Excessive lube oil carryover
All dry gas seals are provided with a separation seal system to prevent oil from entering into the seal chamber. However, the following issues can arise, which allow lube oil carryover into the secondary (outer) seal port:
- Buffer gas (nitrogen or air) supply upsets
- Control valve malfunction
- Carbon ring floating seal hang-up
- Carbon ring floating seal wear
- Bearing housing oil drain system blockage
It is important to ensure that the low point drain area in a secondary vent is monitored and drained for lube oil carryover to prevent a secondary (outer) seal failure due to oil contamination.
The majority of dry gas seal separation systems do not positively prevent carryover of oil into the seal chamber. Failure to monitor and drain the secondary (outer) seal chamber can result in sudden secondary seal failure and expose the plant to a gas release.
In 2008, a client had a catastrophic secondary seal failure resulting in a plant gas release. During seal changeout it was discovered that the secondary vent had been totally filled with lube oil up to the top (10 meters + high).

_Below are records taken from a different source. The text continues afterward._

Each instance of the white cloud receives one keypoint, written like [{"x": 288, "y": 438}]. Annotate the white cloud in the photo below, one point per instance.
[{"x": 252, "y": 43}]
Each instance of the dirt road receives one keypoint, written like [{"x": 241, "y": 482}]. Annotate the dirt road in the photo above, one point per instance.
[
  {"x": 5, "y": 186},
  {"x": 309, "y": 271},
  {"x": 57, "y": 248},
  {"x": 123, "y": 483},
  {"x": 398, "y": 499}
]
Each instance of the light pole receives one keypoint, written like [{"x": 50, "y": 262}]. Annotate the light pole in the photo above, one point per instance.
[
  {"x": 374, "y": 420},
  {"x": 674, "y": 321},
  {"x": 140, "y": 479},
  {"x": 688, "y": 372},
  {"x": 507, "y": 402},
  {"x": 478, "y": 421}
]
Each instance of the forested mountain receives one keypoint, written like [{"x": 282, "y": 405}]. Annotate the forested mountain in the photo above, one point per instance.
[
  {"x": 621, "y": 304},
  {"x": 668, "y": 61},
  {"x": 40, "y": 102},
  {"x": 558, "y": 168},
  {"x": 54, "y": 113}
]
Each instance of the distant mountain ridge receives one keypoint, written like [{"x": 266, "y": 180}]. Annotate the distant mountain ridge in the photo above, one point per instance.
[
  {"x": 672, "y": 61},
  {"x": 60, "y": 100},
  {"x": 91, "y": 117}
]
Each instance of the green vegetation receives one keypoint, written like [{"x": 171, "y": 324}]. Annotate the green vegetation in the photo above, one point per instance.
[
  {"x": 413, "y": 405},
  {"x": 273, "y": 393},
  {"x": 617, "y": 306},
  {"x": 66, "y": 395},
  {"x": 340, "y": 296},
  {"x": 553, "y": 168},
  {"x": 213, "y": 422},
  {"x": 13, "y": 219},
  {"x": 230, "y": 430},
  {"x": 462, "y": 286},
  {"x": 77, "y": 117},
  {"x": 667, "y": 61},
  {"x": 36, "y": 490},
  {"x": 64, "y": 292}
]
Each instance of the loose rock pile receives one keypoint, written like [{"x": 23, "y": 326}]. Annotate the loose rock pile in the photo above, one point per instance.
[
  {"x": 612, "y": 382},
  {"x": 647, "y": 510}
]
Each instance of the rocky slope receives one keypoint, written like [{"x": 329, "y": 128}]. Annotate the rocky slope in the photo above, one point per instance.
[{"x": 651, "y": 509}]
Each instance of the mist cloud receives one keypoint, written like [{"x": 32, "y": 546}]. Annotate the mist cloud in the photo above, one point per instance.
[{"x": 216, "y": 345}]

This best practice has been used since the late 1990s when an outer seal failure was caused by excessive lube oil carryover without being monitored. SInce that time, we have always recommended that secondary seal vent chambers be checked periodically for oil carryover, and that a permanent means of monitoring be installed (automatic seal oil drainers — the type used as sour oil drain traps in all oil systems). This best practice has produced dry gas seal MTBFs in excess of 100 months.